This seems like very low hanging fruit. How is the core loop not already hyper optimized?
I'd have expected it to be hand rolled assembly for the major ISAs, with a C backup for less common ones.
How much energy has been wasted worldwide because of a relatively unoptimized interpreter?
Python’s goal is never really to be fast. If that were its goal, it would’ve had a JIT long ago instead of toying with optimizing the interpreter. Guido prioritized code simplicity over speed.
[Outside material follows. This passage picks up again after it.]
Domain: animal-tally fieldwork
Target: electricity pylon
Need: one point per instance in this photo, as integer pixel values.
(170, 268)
A lot of speed improvements including the JIT (PEP 744 – JIT Compilation) came about after he stepped down.
This is (a) wildly over expectations for open source and (b) a massive pain to maintain, and (c) not even the biggest timewaster of python, which is the packaging "system".
Probably because anyone concerned with performance wasn’t running workloads on Windows to begin with.
Software has gotten so slow we've forgotten how fast computers are
If you want fast just use pypy and forget about cpython.
Quite to the contrary, I'd say this update is evidence of the inner loop being hyperoptimized!
MSVC's support for musttail is hot off the press:
> The [[msvc::musttail]] attribute, introduced in MSVC Build Tools version 14.50, is an experimental x64-only Microsoft-specific attribute that enforces tail-call optimization. [1]
MSVC Build Tools version 14.50 was released last month, and it only took a few weeks for the CPython crew to turn that around into a performance improvement.
[1] https://learn.microsoft.com/en-us/cpp/cpp/attributes?view=ms...